How to Be a Part of Your Adult Children's Busy Life: Tips for Parents

adult children tips for parents of adults with busy lives Jun 23, 2024
3 generations laughing at dinner

“You never write. You never call.”  Some parents say this to their adult children. It’s an expression of powerlessness. If the complaint is offered repetitively, it’s no wonder they don’t initiate contact!

What if it doesn’t have to be that way? While some adult children have distanced themselves or even cut off communication entirely, it’s generally because the relationship wasn’t there to start with. They made that choice for protection.

You’ve raised this child and poured energy into them.
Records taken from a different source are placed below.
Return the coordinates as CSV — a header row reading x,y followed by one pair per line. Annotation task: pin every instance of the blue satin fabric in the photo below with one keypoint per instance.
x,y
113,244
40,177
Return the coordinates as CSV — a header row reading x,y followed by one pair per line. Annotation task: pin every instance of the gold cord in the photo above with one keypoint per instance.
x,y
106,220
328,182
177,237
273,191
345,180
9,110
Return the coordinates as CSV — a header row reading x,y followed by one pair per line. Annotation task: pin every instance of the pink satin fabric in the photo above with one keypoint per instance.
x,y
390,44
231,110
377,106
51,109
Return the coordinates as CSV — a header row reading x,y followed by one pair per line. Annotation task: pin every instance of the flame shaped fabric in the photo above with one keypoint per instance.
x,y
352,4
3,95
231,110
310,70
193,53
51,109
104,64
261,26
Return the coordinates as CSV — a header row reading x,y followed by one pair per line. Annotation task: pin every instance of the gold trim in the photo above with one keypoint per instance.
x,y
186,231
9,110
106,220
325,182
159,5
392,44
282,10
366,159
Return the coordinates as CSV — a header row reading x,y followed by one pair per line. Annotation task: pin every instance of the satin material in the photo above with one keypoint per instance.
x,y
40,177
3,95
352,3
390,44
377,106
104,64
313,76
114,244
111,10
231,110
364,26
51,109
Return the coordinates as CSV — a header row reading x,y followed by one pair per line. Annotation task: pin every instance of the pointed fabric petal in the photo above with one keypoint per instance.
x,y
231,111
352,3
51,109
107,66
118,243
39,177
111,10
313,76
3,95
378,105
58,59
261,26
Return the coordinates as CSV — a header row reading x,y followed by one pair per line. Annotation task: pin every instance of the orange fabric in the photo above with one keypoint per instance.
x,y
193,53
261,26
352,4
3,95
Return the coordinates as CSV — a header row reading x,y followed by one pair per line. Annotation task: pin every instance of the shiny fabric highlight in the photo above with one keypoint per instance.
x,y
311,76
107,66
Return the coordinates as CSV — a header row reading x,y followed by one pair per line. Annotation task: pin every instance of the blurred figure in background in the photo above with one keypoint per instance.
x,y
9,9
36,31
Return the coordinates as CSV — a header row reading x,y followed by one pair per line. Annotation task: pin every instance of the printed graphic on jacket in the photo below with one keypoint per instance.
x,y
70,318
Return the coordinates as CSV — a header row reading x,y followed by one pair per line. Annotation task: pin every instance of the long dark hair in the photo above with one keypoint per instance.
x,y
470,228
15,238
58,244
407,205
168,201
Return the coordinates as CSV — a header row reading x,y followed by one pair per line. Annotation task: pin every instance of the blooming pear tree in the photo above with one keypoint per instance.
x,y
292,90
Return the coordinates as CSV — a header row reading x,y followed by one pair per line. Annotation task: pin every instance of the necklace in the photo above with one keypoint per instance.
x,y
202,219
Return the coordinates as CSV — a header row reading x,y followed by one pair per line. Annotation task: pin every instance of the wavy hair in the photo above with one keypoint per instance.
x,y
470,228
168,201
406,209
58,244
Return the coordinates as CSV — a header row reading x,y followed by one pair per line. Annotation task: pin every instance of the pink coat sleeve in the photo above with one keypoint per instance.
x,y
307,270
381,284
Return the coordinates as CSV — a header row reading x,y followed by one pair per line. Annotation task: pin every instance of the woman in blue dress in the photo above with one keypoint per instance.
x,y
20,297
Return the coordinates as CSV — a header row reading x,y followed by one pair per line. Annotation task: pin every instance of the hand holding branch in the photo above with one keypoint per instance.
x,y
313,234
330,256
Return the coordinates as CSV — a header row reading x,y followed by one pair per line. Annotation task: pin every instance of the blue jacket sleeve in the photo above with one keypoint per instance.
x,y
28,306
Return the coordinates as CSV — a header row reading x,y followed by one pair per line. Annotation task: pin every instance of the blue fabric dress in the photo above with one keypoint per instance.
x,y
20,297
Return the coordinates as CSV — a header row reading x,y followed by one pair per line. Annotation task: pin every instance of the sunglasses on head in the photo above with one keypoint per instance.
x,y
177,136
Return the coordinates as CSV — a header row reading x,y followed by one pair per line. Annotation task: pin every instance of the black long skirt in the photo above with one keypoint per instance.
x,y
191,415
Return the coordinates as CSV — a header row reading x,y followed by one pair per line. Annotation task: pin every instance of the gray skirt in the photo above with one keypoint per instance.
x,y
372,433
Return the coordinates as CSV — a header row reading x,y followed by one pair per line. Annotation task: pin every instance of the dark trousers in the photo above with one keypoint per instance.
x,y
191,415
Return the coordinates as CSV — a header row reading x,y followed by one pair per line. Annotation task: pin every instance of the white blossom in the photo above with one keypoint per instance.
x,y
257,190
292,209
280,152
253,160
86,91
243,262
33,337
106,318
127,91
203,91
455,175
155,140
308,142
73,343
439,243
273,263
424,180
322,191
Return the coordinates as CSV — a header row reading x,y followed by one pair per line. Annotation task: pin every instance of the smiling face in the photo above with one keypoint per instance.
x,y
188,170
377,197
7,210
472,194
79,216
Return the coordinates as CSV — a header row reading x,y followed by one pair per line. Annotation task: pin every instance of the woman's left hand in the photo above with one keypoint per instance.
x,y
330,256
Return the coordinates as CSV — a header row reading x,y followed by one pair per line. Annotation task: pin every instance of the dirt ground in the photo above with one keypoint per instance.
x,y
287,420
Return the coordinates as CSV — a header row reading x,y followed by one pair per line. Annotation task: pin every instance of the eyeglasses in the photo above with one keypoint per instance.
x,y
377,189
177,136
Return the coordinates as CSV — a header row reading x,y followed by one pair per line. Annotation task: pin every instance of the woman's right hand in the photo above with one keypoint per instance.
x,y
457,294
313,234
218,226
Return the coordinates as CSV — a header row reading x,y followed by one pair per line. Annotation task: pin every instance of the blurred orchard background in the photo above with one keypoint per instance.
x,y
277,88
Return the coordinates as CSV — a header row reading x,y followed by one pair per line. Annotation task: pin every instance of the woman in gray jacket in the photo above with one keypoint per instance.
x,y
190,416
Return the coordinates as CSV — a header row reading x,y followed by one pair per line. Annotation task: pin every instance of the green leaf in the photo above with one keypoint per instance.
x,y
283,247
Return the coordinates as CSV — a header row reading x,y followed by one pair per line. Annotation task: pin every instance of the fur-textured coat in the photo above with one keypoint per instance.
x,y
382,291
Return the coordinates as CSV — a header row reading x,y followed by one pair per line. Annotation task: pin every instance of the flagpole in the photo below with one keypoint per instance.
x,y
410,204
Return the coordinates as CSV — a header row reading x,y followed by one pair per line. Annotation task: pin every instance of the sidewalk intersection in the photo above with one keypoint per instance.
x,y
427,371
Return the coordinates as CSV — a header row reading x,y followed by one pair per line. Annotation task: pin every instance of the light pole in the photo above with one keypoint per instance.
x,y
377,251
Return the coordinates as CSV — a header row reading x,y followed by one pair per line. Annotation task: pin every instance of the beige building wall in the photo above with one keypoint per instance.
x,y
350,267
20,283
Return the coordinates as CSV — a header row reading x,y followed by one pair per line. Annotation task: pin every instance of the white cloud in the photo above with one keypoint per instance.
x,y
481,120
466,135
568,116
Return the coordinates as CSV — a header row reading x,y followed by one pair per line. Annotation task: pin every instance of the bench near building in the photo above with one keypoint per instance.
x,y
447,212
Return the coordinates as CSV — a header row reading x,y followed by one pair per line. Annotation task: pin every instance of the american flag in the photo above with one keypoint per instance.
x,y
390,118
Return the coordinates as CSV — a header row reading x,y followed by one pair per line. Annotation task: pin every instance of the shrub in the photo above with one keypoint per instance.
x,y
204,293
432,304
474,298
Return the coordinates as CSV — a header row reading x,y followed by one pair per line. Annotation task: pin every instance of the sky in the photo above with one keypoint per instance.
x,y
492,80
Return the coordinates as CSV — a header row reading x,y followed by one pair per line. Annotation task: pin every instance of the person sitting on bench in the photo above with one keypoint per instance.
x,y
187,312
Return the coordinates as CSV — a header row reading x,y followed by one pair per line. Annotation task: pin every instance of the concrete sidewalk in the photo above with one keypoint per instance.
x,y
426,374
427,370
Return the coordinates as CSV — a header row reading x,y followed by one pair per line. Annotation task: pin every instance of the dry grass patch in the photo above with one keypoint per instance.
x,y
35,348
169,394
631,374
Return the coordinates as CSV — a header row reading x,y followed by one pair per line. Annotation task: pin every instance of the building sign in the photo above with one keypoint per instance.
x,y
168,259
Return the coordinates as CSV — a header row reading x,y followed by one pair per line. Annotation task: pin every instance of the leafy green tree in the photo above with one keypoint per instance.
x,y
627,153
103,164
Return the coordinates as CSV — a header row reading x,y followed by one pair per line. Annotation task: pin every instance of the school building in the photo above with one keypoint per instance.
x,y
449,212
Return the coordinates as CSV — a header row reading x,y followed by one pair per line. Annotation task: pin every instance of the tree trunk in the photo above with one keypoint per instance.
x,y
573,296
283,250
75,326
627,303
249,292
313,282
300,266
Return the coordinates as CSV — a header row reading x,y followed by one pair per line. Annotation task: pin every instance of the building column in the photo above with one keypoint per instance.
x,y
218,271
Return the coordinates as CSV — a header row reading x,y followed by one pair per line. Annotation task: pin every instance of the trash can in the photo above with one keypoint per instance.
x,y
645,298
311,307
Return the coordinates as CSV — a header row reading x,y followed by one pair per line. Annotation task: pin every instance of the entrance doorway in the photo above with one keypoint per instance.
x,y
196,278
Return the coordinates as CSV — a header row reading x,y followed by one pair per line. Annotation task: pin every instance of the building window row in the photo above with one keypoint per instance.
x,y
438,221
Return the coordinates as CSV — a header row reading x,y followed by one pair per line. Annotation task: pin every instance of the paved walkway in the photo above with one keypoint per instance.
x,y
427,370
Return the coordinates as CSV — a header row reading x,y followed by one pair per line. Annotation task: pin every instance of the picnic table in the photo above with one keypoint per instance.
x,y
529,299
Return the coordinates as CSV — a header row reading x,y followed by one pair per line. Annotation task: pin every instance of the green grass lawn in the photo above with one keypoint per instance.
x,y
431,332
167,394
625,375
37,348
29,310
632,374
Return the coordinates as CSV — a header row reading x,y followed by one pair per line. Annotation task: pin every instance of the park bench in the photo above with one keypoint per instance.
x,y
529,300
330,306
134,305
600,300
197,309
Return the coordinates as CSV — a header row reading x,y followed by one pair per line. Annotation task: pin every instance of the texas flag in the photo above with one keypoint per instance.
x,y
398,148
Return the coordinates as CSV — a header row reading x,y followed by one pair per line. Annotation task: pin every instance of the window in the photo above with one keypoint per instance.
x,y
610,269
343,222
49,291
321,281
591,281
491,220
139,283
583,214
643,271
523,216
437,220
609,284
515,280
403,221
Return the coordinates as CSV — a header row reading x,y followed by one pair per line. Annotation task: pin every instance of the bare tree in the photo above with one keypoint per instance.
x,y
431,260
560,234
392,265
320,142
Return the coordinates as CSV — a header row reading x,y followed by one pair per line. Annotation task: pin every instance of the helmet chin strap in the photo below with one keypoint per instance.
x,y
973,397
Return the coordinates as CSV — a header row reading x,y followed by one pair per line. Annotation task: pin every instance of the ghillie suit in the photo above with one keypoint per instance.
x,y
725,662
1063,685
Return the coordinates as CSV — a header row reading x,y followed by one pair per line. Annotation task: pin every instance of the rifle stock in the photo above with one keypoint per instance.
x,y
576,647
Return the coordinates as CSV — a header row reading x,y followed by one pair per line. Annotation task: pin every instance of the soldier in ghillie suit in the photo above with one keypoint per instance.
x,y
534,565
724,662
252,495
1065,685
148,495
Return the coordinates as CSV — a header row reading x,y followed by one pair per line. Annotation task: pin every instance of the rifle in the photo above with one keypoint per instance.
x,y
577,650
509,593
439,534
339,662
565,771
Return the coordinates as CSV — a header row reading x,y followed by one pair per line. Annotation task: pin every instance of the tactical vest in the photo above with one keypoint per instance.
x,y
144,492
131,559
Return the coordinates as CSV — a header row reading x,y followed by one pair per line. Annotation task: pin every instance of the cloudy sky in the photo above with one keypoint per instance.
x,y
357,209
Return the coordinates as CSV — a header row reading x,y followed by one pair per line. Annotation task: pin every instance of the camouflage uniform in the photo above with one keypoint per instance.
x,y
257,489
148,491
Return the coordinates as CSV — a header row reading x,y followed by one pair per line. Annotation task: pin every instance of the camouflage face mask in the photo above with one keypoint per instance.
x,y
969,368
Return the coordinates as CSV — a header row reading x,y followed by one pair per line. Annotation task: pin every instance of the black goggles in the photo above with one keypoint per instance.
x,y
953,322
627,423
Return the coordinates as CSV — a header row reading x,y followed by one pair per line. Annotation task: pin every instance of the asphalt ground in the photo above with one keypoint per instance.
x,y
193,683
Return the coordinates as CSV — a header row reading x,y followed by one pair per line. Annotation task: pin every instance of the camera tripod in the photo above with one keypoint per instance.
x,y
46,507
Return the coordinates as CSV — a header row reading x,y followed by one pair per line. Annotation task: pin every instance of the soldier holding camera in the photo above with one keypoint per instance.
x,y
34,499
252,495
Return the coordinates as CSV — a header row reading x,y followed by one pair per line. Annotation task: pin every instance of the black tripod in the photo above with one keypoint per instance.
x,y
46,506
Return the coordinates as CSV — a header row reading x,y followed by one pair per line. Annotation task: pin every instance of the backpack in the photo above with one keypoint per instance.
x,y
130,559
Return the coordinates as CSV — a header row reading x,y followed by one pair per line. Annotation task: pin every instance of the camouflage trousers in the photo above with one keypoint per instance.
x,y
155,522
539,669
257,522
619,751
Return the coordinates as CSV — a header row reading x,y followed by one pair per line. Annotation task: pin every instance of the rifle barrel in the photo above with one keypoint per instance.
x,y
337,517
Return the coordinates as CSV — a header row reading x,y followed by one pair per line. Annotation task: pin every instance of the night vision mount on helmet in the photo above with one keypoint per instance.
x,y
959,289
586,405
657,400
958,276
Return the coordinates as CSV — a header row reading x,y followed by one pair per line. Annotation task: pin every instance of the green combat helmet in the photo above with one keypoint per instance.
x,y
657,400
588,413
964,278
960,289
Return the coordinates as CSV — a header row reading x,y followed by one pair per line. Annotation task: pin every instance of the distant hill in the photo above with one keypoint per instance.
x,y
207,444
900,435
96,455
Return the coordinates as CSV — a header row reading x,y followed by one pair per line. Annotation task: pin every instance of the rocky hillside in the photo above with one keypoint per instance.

You might think that was enough. Ultimately, if it’s what you had to give, it simply has to be.  However, your child might not view it that way.  There may be healing that will yet happen.  But that’s not what this is about….

Why Being a Part of Your Adult Children's Life Matters

In this blog post, we’ll explore how to respect appropriate boundaries while still having a part in your adult children's lives. It’s important to recognize that they are no longer children. Just as when you were their age, they have their own ideas and values. Whether or not they align with yours, they need to be respected. If their values, actions, and ideas are different from yours, –get curious.

Simple Ways to Be a Part of Your Adult Children's Life

Ask them to explain. Listen with an open mind. You might not agree, yet you’ll have a better understanding of them and they will know they’ve been heard. There’s also the chance that you’ll learn something new and be able to see the world from a new perspective.

Your role as the parent of an adult is vastly different from your role as the parent of a minor. You are no longer actively raising them. Congratulations! That part is successfully completed.

How to Offer Support and Be a Part of Your Adult Children's Life

Now it’s time to shift to a different role. It’s a role of equals. They are peers. Just as you would treat a friend, with trust and respect, that’s the role you are trying for. Just like there are areas of expertise or knowledge that a friend may bring, so too your adult child may now have information that will help you. When you respect them for their knowledge, they are more apt to turn to you to share yours.

Linda remembers vividly being told by her in-laws when she had her daughter, “We’ve raised our children, now it’s your turn.” It was a very strong message of trust and confidence that they were not going to tell them how to raise their children. What a gift!

Building Stronger Family Bonds: Being a Part of Your Adult Children's Life

If your children now have children, follow their lead, and let them be the parents they want to be. If they ask you for your opinion or for your advice, of course, answer! And answer honestly. If they don’t, let them do it their way. Your only job is to love them and to meet them where they are.

Forcing your way into their life will likely not work and have the opposite effect to your desire to be involved. However, paving the way with trust and respect will make it more likely that they want to involve you in their life. Respect their boundaries, see where you might fit in their busy lives without adding to the busyness.

The Benefits of Asking 'How Can I Be a Part of Your Adult Children's Life?'

Why not ask: How can I jump into your busy life? How can I help or support you?

Don’t sit by the phone waiting for them to reach out to you. Build the life YOU want. A life you enjoy. A life that makes you feel happy with or without them. Ultimately, you do create your own reality. You can choose to feel sad, lonely, and in your mind think about how it’s the fault of the “dirty, rotten kids.” Or, you can decide to live a life so interesting that they want to be invited in when you offer.

Recently, I invited my son and his roommates for dinner. Initially, the response I got was, “No, I don’t think anyone wants to come.” I didn’t push. I let that be. Eventually, in a face-to-face conversation, he brought it up, and I realized that I hadn’t been clear about my expectations. When I said, “This is free food that you don’t have to cook. Eat. Stay as long or as little as you want after you finish the meal. I don’t have an agenda or anything I need to talk about.” There was an “Oh! Well.”  That’s when I discovered another piece of his resistance – coordinating a date and time with everyone. My son created a clear boundary: “I’m going to give you their numbers. It’s on you to figure out and confirm with everyone.” This wasn’t an issue for me, and we had a lovely time.

By offering the meal with no strings attached and respecting his boundaries, I was able to create a meaningful connection which is important to me. This paves the way for future positive interactions.

I took ownership of my part in the relationship and was able to create a reality that I enjoyed. (My dogs didn’t though! One of the roommates is allergic, and I had to put the dogs in a room. Which again showed that I respected their needs.)

When you can figure out a way to intersect the realities that you are each creating it can be very pleasant. There’s no need to feel sad and lonely. Life offers lots of opportunities.

Asking "How can I be a part of your busy life?" is a powerful way to stay connected with your adult children. By showing a genuine interest in their lives and finding ways to support them, you can build stronger relationships and ensure that they feel valued and understood. Don't wait for them to reach out—take the initiative and show that you care about their well-being and success.